The issue giving rise to this dispute concerns an alleged violation of Rule 52D and 52.2D whereby the Employer utilized a Pipefitter to perform Boilermaker’s work.

On May 12, 1997, the Employer assigned a Pipefitter to annual cleaning, inspection and repair of the boilers in the Power Plant at Weston Shops. In the past, this work has always been Boilermakers’ work.

The Union filed a grievance alleging a violation of Rules 52D and 52.2D, which outline Boilermaker work.

It is the position of the Union that the Company violated these provisions when it assigned work related to the annual cleanup and inspection of the boilers in the power plant to a Pipefitter. The Union asks for such a ruling and that compensation be awarded to the Boilermakers affected.

It is the position of the Company that, due to reduced requirements of repairs and the significant reduction in scale build up, it only assigned a Pipefitter to the inspection of the boilers. This involved the removal of external pipes and internal baffle plates to allow visual inspection of the water tubes. The removal of the baffle plates, or guards, is deemed to be incidental work that could have been completed within a short period of time and work that was within the job duties of Pipefitters.

Pipefitter work is identified within Rule 52.2F, which states in part:

Pipefitters work shall consist of pipefitting in shops, yards and buildings, power houses, locomotives (and piping carrying steam, air, oil, gas, water (and disconnecting all pipe work by whatever process (

In the event, through the visual inspection, damaged tubes were found that required repairs, the Employer submitted that it was prepared to assign a Boilermaker to make the repairs as per past practice.

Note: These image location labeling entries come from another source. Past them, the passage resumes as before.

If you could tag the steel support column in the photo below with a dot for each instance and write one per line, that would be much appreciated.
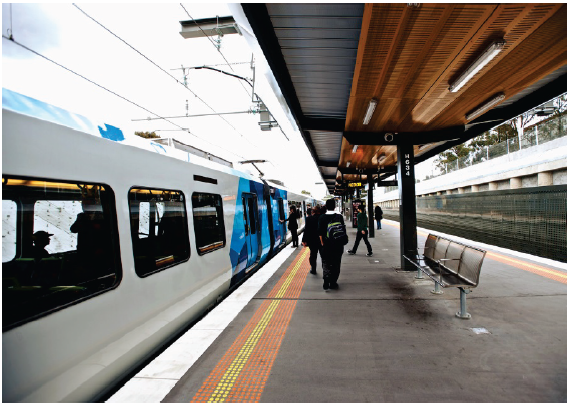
(371, 228)
(407, 203)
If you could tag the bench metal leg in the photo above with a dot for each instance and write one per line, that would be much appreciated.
(437, 290)
(463, 314)
(419, 273)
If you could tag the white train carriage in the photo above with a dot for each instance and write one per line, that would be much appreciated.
(110, 250)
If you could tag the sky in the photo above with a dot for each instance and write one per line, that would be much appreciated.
(135, 51)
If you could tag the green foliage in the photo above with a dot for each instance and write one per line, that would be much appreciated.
(146, 135)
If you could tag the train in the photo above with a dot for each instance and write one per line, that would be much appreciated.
(110, 250)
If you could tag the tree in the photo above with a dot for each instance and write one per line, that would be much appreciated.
(511, 129)
(452, 154)
(146, 135)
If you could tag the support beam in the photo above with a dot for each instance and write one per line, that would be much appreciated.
(370, 221)
(407, 204)
(393, 138)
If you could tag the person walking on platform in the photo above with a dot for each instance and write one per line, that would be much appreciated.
(310, 237)
(378, 214)
(362, 233)
(331, 252)
(292, 225)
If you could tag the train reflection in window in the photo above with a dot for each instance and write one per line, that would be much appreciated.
(208, 222)
(159, 229)
(58, 245)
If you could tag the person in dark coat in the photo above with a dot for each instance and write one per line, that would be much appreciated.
(292, 225)
(310, 237)
(330, 253)
(378, 214)
(362, 233)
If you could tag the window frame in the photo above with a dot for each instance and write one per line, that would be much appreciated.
(221, 216)
(166, 264)
(116, 257)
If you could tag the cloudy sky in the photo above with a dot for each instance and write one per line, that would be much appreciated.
(136, 52)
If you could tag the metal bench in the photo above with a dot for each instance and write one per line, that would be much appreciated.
(449, 264)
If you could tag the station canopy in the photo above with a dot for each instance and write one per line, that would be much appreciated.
(430, 75)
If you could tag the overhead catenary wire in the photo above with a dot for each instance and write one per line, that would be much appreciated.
(163, 70)
(116, 94)
(213, 43)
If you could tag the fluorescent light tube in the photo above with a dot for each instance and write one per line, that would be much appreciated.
(493, 101)
(370, 109)
(478, 64)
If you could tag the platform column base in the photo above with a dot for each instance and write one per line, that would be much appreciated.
(437, 290)
(463, 314)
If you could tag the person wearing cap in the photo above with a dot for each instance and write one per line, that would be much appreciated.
(41, 239)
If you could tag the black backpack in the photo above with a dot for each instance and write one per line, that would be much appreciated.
(336, 231)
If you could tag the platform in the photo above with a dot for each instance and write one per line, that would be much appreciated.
(381, 337)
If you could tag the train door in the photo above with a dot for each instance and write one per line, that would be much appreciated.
(282, 226)
(252, 232)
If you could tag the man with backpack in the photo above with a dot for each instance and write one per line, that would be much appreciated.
(332, 232)
(362, 233)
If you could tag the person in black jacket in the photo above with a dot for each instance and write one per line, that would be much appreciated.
(331, 254)
(292, 225)
(378, 214)
(310, 237)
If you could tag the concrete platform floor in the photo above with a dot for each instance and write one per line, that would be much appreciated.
(383, 337)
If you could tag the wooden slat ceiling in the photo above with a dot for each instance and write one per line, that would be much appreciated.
(408, 56)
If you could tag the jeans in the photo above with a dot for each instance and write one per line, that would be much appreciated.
(359, 236)
(331, 262)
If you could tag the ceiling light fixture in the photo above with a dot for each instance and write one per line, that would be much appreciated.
(493, 101)
(370, 109)
(477, 65)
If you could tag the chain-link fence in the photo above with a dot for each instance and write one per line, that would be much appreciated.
(535, 135)
(530, 220)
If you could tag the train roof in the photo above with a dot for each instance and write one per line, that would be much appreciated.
(28, 106)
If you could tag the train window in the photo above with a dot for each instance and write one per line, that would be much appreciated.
(208, 222)
(281, 209)
(159, 229)
(9, 217)
(252, 209)
(245, 219)
(59, 246)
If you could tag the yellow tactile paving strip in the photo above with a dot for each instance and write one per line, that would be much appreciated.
(550, 273)
(241, 374)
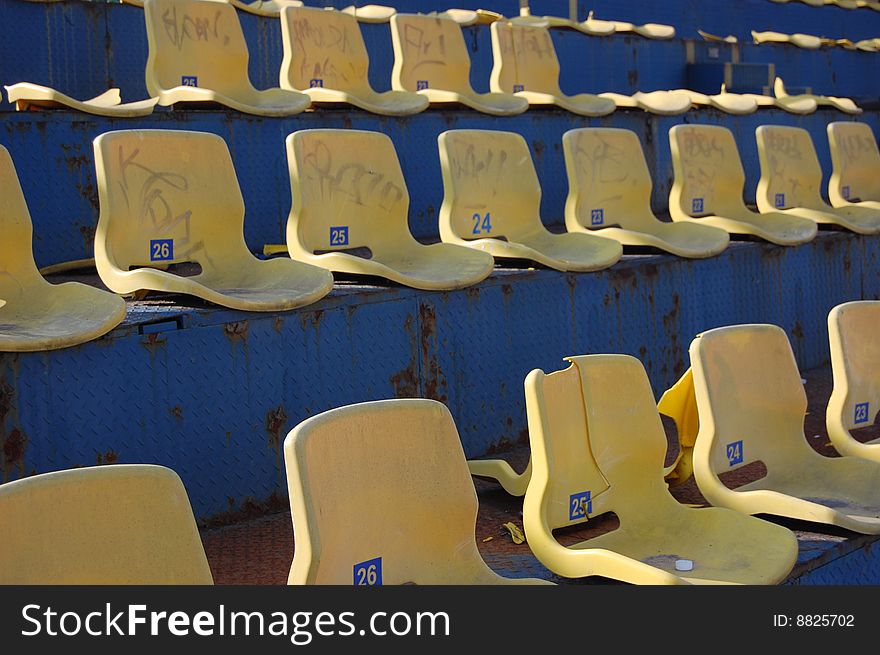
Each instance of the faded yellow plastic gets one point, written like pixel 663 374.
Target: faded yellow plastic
pixel 384 479
pixel 26 95
pixel 325 57
pixel 349 182
pixel 198 54
pixel 526 65
pixel 855 159
pixel 594 429
pixel 157 186
pixel 431 58
pixel 126 524
pixel 609 192
pixel 492 203
pixel 37 315
pixel 708 188
pixel 854 338
pixel 791 179
pixel 752 405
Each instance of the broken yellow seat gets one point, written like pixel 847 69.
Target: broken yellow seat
pixel 121 524
pixel 526 65
pixel 791 178
pixel 492 203
pixel 854 338
pixel 708 188
pixel 37 315
pixel 597 447
pixel 431 58
pixel 855 159
pixel 325 57
pixel 609 192
pixel 348 195
pixel 380 495
pixel 752 405
pixel 197 54
pixel 170 197
pixel 34 96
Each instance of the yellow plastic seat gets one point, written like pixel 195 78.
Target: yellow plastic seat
pixel 380 495
pixel 35 314
pixel 121 524
pixel 708 188
pixel 431 58
pixel 752 404
pixel 325 57
pixel 609 192
pixel 197 54
pixel 349 194
pixel 855 160
pixel 34 96
pixel 597 447
pixel 169 197
pixel 492 202
pixel 791 178
pixel 526 65
pixel 854 338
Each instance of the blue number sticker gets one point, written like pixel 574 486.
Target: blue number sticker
pixel 339 235
pixel 579 505
pixel 735 453
pixel 369 573
pixel 161 250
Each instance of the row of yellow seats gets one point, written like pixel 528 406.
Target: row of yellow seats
pixel 598 446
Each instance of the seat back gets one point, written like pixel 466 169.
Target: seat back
pixel 608 180
pixel 195 43
pixel 490 185
pixel 856 163
pixel 118 524
pixel 790 172
pixel 348 192
pixel 323 48
pixel 709 176
pixel 380 493
pixel 524 59
pixel 429 53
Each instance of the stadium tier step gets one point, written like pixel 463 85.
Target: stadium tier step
pixel 125 524
pixel 492 202
pixel 37 315
pixel 708 188
pixel 394 472
pixel 598 447
pixel 170 197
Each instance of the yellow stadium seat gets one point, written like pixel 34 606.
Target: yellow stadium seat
pixel 492 202
pixel 609 191
pixel 752 405
pixel 26 96
pixel 791 178
pixel 197 54
pixel 325 57
pixel 708 188
pixel 431 58
pixel 349 194
pixel 854 338
pixel 855 178
pixel 123 524
pixel 597 447
pixel 525 64
pixel 37 315
pixel 380 495
pixel 170 197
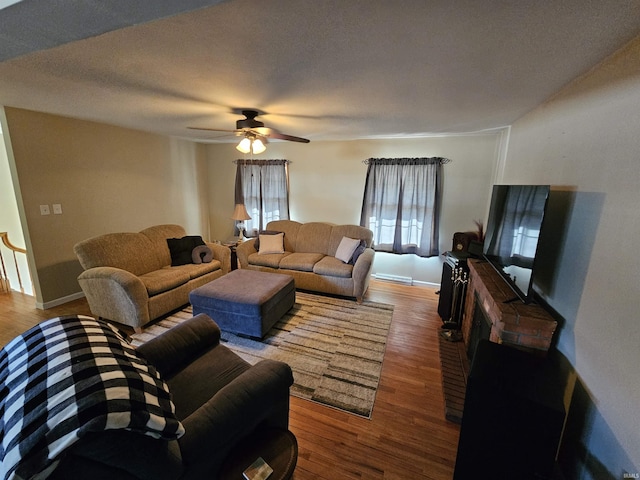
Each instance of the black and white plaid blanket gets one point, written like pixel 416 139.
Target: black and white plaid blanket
pixel 68 376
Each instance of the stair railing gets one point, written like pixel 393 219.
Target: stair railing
pixel 5 283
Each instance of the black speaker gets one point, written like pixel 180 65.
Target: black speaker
pixel 446 293
pixel 462 240
pixel 513 416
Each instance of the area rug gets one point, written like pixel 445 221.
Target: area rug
pixel 334 346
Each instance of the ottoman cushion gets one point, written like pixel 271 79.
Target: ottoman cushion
pixel 245 302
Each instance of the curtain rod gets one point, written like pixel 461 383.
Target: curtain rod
pixel 443 161
pixel 241 160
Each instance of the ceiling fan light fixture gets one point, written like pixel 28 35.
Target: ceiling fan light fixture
pixel 252 143
pixel 245 145
pixel 257 146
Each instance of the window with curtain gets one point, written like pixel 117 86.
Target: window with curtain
pixel 263 187
pixel 401 204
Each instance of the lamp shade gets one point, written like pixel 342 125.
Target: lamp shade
pixel 240 212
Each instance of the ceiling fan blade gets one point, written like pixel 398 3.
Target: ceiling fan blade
pixel 290 138
pixel 273 133
pixel 212 129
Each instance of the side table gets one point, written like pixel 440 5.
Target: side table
pixel 278 447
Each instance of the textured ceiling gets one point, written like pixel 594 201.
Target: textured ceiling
pixel 324 70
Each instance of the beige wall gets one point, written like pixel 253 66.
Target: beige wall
pixel 10 223
pixel 327 183
pixel 107 179
pixel 586 139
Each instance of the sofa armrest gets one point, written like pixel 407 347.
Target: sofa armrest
pixel 115 294
pixel 222 254
pixel 257 397
pixel 243 251
pixel 178 347
pixel 362 273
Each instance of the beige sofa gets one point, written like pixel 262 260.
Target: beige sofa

Finally, the Employer argues that, as a result of its decision, no one within the Boilermaker classification was adversely affected by way of loss of wages or denial of an opportunity to work during the annual shutdown period. All the Boilermakers working were assigned to specific jobs within the plant at the time in question.

DECISION

The provisions of the Collective Agreement touching on the issues in dispute are Rules 52D, 52.2D, 52.2F and 55.2.

In my view this grievance succeeds for the following reasons.

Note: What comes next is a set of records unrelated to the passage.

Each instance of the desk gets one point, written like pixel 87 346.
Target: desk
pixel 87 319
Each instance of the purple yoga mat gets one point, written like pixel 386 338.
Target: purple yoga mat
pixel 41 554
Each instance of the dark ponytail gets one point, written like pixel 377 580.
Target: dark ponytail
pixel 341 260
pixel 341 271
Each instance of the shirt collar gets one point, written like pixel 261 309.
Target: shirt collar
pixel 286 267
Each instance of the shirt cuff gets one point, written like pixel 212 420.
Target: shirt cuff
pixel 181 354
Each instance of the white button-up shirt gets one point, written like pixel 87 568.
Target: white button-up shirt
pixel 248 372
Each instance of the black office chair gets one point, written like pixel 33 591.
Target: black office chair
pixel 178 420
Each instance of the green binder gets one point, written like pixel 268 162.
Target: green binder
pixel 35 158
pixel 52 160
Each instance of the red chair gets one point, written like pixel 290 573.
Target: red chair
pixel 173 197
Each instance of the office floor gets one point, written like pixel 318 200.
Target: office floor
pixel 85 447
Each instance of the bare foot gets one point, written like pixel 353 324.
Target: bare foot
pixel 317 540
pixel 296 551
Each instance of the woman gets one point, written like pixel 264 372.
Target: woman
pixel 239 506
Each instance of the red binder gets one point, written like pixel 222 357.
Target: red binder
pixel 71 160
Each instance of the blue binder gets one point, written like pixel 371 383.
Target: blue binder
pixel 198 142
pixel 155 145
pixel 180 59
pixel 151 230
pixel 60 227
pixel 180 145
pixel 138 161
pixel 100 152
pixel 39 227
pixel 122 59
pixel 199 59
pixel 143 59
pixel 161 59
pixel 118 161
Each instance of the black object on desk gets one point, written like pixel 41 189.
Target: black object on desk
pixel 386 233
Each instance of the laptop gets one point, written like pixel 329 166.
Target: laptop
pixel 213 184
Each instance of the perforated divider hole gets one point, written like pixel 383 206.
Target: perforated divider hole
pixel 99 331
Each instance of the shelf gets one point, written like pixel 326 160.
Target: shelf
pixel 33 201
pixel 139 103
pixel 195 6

First, the Employer asserts that it is incidental work. The Union disagrees with that characterization because the Employer has neither identified it as such pursuant to Rule 55 (Incidental Work) nor has the Employer notified the Union that it is incidental work. This is an integral requirement of Rule 55 of the Collective Agreement.

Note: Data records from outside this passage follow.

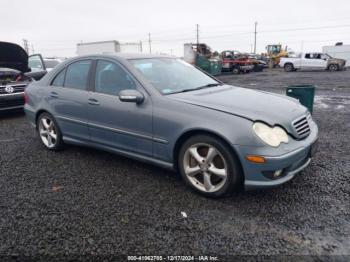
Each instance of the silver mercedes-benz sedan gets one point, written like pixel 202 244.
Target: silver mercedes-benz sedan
pixel 165 111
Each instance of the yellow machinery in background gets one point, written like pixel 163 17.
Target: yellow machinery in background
pixel 275 52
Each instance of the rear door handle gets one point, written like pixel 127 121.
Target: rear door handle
pixel 54 94
pixel 93 101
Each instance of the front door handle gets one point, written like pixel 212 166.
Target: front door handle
pixel 54 94
pixel 93 101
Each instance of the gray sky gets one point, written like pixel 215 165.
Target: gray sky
pixel 55 27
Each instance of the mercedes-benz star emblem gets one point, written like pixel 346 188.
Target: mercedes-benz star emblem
pixel 9 89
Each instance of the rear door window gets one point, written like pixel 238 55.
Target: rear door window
pixel 77 75
pixel 59 79
pixel 111 78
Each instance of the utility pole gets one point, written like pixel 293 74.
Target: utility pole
pixel 25 45
pixel 141 46
pixel 149 42
pixel 255 32
pixel 197 36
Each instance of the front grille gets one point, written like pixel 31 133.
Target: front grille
pixel 16 89
pixel 12 103
pixel 301 127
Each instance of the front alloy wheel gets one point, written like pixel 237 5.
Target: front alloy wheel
pixel 205 167
pixel 208 166
pixel 49 132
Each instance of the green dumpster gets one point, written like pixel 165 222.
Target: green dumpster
pixel 210 65
pixel 304 93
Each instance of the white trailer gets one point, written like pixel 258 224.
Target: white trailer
pixel 338 51
pixel 105 47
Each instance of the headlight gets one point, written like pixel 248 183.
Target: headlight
pixel 273 136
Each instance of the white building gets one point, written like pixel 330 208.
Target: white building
pixel 105 47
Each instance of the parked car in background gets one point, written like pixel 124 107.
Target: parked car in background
pixel 162 110
pixel 316 61
pixel 15 74
pixel 52 62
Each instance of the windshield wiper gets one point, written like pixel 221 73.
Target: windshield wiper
pixel 209 85
pixel 200 87
pixel 197 88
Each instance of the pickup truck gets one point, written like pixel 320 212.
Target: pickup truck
pixel 320 61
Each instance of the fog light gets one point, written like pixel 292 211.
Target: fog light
pixel 256 159
pixel 274 174
pixel 277 173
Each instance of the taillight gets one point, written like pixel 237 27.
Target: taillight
pixel 26 98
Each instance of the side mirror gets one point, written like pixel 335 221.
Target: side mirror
pixel 131 95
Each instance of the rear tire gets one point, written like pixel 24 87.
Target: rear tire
pixel 49 132
pixel 333 68
pixel 288 67
pixel 209 167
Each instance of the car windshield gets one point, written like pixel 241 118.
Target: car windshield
pixel 172 75
pixel 51 63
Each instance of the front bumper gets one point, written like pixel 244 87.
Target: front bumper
pixel 11 101
pixel 296 157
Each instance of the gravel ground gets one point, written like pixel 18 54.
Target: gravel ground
pixel 84 203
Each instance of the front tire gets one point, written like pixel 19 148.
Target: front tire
pixel 49 132
pixel 288 67
pixel 236 70
pixel 208 166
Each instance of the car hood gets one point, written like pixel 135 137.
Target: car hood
pixel 254 105
pixel 13 56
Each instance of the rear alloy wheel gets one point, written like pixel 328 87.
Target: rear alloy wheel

In my view, the Employer cannot have it both ways in this case. It cannot argue that the work in question is incidental without first of all meeting the requirements of Rule 55.

Consequently, I find that there has been, in the circumstances of this case, a violation of the Collective Agreement. However, with respect to compensation, no successful claim has been made. As I understand the submissions, no employee lost wages as a result of the assignment of work in these circumstances. Thus, I award no compensation for lost time.

In the result, the grievance succeeds in part, as stated above.

It is so awarded.

DATED AT VANCOUVER in the Province of British Columbia this 29th day of October, 1999.